De serieux en de grap
"Weet je wat dit is?" Daniël Weinberger wijst op een golvende strook fluo kunststof met gaatjes in waarmee een sieraad is afgehoord. "Dat is de mantel van een badmintonpluimpje. Ik noem dat kant!" Behalve pluimpjeskant is voor hetzelfde juweel een strook gekloste Brusselse kant op drochelgrond gebruikt in combinatie met synthetische zwarte kant die van ver op Chantilly lijkt. Ook heerlijke Blonde is toegepast als drager. Van dit precieuze stukje kant kan het publiek natuurlijk niets zien maar wie het sieraad draagt, voelt de transparante stof op haar/zijn huid. Bij de appreciatie van de sieraden heeft het tactiele haar zegje. Kant en konijnenvel, gordijnkwast, nylon, zeemvel, bot, skoubidou, glas, metaalborduursel en de stof van een nieuwe stukgesneden Versace... het voelt en oogt allemaal anders.

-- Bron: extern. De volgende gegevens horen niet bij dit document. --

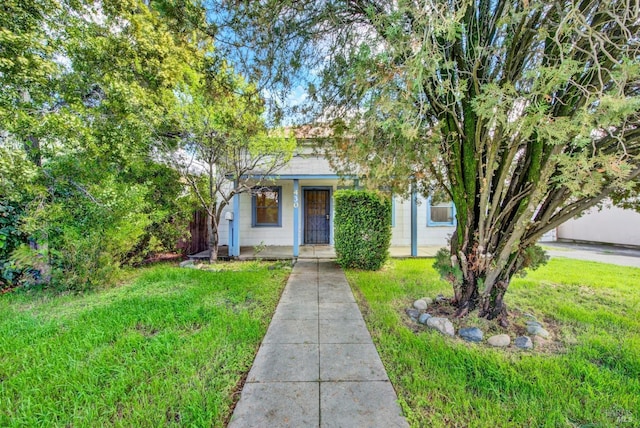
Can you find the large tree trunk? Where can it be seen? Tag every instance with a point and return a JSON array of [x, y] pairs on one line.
[[479, 284]]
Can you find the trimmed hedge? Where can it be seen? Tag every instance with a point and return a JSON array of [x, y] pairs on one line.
[[362, 229]]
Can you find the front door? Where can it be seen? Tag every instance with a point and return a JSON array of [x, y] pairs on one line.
[[317, 216]]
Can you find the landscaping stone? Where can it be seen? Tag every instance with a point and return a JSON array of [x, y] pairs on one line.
[[413, 313], [420, 305], [499, 340], [537, 330], [539, 340], [471, 334], [443, 325], [440, 298], [523, 342], [423, 318], [186, 263]]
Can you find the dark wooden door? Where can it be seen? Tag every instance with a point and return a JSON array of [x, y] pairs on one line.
[[317, 217]]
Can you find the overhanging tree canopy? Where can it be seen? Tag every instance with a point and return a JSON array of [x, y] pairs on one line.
[[524, 112]]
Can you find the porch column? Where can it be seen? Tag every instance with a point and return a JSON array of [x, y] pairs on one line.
[[236, 223], [414, 220], [296, 217]]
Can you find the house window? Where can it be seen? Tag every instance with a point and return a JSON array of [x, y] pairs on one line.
[[266, 203], [440, 213]]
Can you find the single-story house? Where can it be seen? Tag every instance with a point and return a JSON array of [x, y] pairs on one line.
[[296, 208]]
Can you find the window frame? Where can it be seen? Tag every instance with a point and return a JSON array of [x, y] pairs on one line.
[[254, 206], [431, 222]]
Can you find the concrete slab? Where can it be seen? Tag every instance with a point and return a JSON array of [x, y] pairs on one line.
[[344, 331], [359, 404], [335, 295], [277, 362], [292, 331], [260, 405], [339, 311], [317, 364], [339, 362]]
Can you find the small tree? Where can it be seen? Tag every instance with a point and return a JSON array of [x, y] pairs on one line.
[[362, 229], [224, 147]]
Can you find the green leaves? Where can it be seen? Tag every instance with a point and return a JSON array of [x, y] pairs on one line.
[[362, 229]]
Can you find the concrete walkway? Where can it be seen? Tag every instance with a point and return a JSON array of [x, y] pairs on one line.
[[317, 365]]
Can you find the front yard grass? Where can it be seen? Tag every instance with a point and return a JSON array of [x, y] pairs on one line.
[[591, 380], [168, 347]]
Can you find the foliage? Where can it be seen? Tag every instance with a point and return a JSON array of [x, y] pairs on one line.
[[169, 346], [592, 381], [524, 113], [362, 229], [86, 87]]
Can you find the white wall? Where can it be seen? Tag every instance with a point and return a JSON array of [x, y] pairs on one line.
[[610, 225], [401, 232]]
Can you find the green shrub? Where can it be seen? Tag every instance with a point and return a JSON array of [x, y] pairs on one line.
[[362, 229]]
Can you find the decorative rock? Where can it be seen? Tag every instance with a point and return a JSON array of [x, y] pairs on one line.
[[423, 318], [523, 342], [443, 325], [539, 341], [413, 313], [499, 340], [471, 334], [420, 305], [537, 330], [440, 298]]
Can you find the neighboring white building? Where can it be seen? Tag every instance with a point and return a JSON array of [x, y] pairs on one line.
[[296, 208], [610, 225]]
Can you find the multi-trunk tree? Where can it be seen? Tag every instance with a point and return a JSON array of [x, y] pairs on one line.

Veel grondstoffen die Daniël gebruikt zijn massaproducten. Niet meer uit het winkeltje in de Kievitstraat maar vaak made in China-dingetjes, gekocht in New York. Dingen voorbestemd om te gebruiken tot de aardigheid eraf is en weggeworpen wordt. "Volgens Claude Levi Strauss slibt de wereld vol met de onverteerbare dingen die we produceren om te laten rondslingeren. Ik assembleer, ik recycleer... " Dus toch 'geëngageerde' kunst? "Natuurlijk, ik ben een oude hippie."
"Mijn werk is nooit 'doodgedesigned' maar altijd een beetje kreupel. Als iets 100% techniek is, wat rest er dan nog aan 'ziel'? Ik schilder met textiel. Mijn materiaal mag dan wel industrieel seriewerk zijn, in mijn werk is de hand goed herkenbaar. Nonchalante halen van naald en draad zijn zichtbaar. Ik maak vooraf geen ontwerp. Uit mijn handen vloeien werelden, sprookjes, ontstaan referenties. Een stuk van een bonte damesjas, fluwelen bolletjes en popjes wordt Afrika. En de thema's zijn eindeloos: zoo logies, aquaria, ballerina's, oorlog .... Noem kenmerkend joods: de serieux en de grap in mijn werk. Maar vooral: heel het joods zijn is de materie omzetten in spiritualiteit".